# Container Losses



## Ron Stringer (Mar 15, 2005)

Earlier this week there were reports of about 2,000 being lost in the North Pacific (see Cargo ship loses 2,000 containers which toppled over during a storm). Now it seems that a further 200 have become flotsam in the North Sea (Up to 200 containers lost by mega container ship in North Sea).
Although such incidents make me glad to be ashore, I wonder if such losses are unavoidable and caused by extraordinary climatic conditions or the result of cost-saving designs and operating methods. Or are there other reasons?


----------



## pippin (May 13, 2008)

Ron, have a look at the MV RENA disaster off New Zealand. Human error or cost-cutting?

Looking at most container vessels aka shoe-boxes:

"Pile 'em high and flog 'em cheap" comes to mind.


----------



## John Cassels (Sep 29, 2005)

Got a lot to do with ; careless lashing checks ; racked containers on an outer.lower stow ; container stows 
outpacing lashing systems ; a whole mess of things so take your pick.


----------



## spongebob (Dec 11, 2007)

pippin said:


> Ron, have a look at the MV RENA disaster off New Zealand. Human error or cost-cutting?
> 
> Looking at most container vessels aka shoe-boxes:
> 
> "Pile 'em high and flog 'em cheap" comes to mind.


100% human error , they were having a party when the ship hit a well charted reef 

Bob


----------



## willincity (Jul 11, 2007)

spongebob said:


> 100% human error , *they were having a party when the ship hit a well charted reef*
> 
> Bob


Are you absolutely certain about this statement Bob?


----------



## sparks69 (Dec 18, 2005)

Do the containers always sink ? We once sailed through an "island" of floating timber. Bit of a hazard for small vessels & yachts.


----------



## Mad Landsman (Dec 1, 2005)

Container doors are designed to be weather tight. Some containers are fully sealed for special purposes but I gather that most have air breather vents around the top lip. 
Therefore, depending on the weight and mass of contents, how much air space there is, and whether it is sealed or not, a container would likely float, at varying depths, for varying times. It might be a hazard to shipping for weeks.


----------



## callpor (Jan 31, 2007)

In a similar thread on LinkedIn last week, I posted the following:-
"A big wake up signal? Back to the drawing board I suspect! Take a lesson from ACL who have not lost one container in 50 years of trans Atlantic operations with latest vessels having secure structures for all deck containers."
These immense container ships, stack all these containers 8 units high as deck cargo. That's a height of over 70 feet above the deck! These latest incidents clearly indicate that current lashing and securing arrangements are totally inadequate for vessels of this size. Remember, you are only hearing about the big events in the media, I can assure you that there are scores of lesser losses which don't get media attention, but do result in major isurance claims.


----------



## John Cassels (Sep 29, 2005)

callpor said:


> In a similar thread on LinkedIn last week, I posted the following:-
> "A big wake up signal?

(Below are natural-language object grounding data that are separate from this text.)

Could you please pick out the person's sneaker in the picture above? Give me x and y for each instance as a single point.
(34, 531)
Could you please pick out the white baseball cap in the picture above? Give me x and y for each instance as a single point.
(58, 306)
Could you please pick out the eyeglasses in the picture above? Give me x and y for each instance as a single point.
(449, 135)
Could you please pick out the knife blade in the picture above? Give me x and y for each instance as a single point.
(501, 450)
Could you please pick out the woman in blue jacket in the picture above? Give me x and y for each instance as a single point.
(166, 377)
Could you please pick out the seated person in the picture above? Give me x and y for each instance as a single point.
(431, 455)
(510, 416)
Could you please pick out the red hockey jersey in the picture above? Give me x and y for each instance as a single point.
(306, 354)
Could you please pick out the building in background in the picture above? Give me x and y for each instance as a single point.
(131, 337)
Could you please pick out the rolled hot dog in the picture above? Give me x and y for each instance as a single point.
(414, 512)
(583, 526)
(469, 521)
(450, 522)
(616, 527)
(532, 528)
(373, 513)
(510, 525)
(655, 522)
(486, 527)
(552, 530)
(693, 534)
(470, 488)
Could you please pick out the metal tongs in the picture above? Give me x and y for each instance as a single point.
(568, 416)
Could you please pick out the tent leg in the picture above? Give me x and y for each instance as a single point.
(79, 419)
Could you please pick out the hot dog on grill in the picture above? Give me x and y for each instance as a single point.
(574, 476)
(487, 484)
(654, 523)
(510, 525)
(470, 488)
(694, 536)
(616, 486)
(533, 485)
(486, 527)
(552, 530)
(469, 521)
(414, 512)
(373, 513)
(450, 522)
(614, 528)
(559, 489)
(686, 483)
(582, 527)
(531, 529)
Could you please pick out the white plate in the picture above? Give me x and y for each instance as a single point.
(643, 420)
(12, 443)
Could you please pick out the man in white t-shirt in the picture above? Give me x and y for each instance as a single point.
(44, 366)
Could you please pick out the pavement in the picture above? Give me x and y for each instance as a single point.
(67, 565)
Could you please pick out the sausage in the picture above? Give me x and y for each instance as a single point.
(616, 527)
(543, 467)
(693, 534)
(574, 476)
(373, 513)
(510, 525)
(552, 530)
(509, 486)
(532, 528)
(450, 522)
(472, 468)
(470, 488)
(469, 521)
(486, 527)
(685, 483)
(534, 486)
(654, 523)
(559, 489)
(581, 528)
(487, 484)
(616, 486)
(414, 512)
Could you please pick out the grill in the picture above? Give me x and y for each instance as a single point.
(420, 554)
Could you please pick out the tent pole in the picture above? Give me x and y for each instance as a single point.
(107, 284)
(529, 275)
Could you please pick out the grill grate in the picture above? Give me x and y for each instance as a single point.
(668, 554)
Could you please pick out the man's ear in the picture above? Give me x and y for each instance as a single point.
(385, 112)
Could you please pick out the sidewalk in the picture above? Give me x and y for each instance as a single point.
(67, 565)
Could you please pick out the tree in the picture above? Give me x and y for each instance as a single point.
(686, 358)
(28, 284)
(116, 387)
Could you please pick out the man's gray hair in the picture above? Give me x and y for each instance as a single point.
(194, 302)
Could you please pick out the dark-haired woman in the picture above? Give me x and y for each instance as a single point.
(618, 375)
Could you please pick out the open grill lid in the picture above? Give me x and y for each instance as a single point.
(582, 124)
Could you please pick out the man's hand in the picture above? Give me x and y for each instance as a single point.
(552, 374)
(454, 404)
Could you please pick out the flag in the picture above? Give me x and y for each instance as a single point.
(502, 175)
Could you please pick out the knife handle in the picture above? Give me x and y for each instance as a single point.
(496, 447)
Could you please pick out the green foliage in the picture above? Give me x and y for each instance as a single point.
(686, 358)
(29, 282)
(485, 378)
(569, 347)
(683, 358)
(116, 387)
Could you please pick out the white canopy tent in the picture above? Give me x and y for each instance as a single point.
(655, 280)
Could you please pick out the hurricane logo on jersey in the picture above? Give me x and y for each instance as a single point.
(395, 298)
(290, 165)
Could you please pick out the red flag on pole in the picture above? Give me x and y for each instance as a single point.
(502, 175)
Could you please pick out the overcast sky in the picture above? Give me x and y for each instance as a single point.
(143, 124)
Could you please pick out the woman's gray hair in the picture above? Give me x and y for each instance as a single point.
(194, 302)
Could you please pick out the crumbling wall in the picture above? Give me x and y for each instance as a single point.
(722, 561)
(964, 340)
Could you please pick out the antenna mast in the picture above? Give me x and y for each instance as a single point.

Back to the drawing board I suspect! Take a lesson from ACL who have not lost one container in 50 years of trans Atlantic operations with latest vessels having secure structures for all deck containers."
> These immense container ships, stack all these containers 8 units high as deck cargo. That's a height of over 70 feet above the deck! These latest incidents clearly indicate that current lashing and securing arrangements are totally inadequate for vessels of this size. Remember, you are only hearing about the big events in the media, I can assure you that there are scores of lesser losses which don't get media attention, but do result in major isurance claims.



See my comment #3.


----------



## MikeGDH (May 10, 2014)

John Cassels said:


> See my comment #3.











Ship loses record number of containers while crossing the Pacific - hit by waves 16 meters (52.5 feet) high -- Sott.net


Ship returned to Japan after encountering severe weather (wave heights of up to 16 meters, or 52.5 feet, the height of a five-story building). The ONE Apus suffered the incident after encountering severe weather on Monday, November 30, during its...




www.sott.net





Mike.


----------



## kewl dude (Jun 1, 2008)

Atlantic Star - ACL's G4 makes its debut


The first of five new fourth generation (G4) ships for Atlantic Container Line made its Halifax debut this morning. (The large letter G on t...




shipfax.blogspot.com





How ACL does not lose containers at sea:

IMG_0765 Atlantic Star-E.jpg
IMG_0774 Atlantic Star-E.jpg
IMG_0775 Atlantic Star-E.jpg

Seven more pictures of previous smaller similar vessels on the site


----------



## callpor (Jan 31, 2007)

A further snippet in the Loadstar logistics Newsletter today see ONE Apus stack collapse losses expected to top $200m - The Loadstar . Ouch!!


----------



## MikeGDH (May 10, 2014)

And more of the same here.....Mike.






Cargo ship loses 750 containers en route from China to Los Angeles ports - People's Daily Online


LOS ANGELES, Jan. 23 (Xinhua) -- AP Moller-Maersk, one of the world's biggest integrated container



en.people.cn


----------



## pippin (May 13, 2008)

From comments elsewhere it appears that the "Masters" of these vsls are just "Captains" under the command of the ship-owners.
The bigger the elephant - the bigger the balls(-up)!


----------



## Peter Hewson (Mar 12, 2019)

Not a new phenomenon . We where dodging containers floating in the North Sea Back in the 70`s. when I was on Ro-Ro`s. Not many I accept. I Used to often go up on the bridge around Dawn if I`d had an alarm Callout, and have a coffee with the Mate. One such occasion (lost suction alarm) was as result of the "Sharp" avoidance of a half sunken container.


----------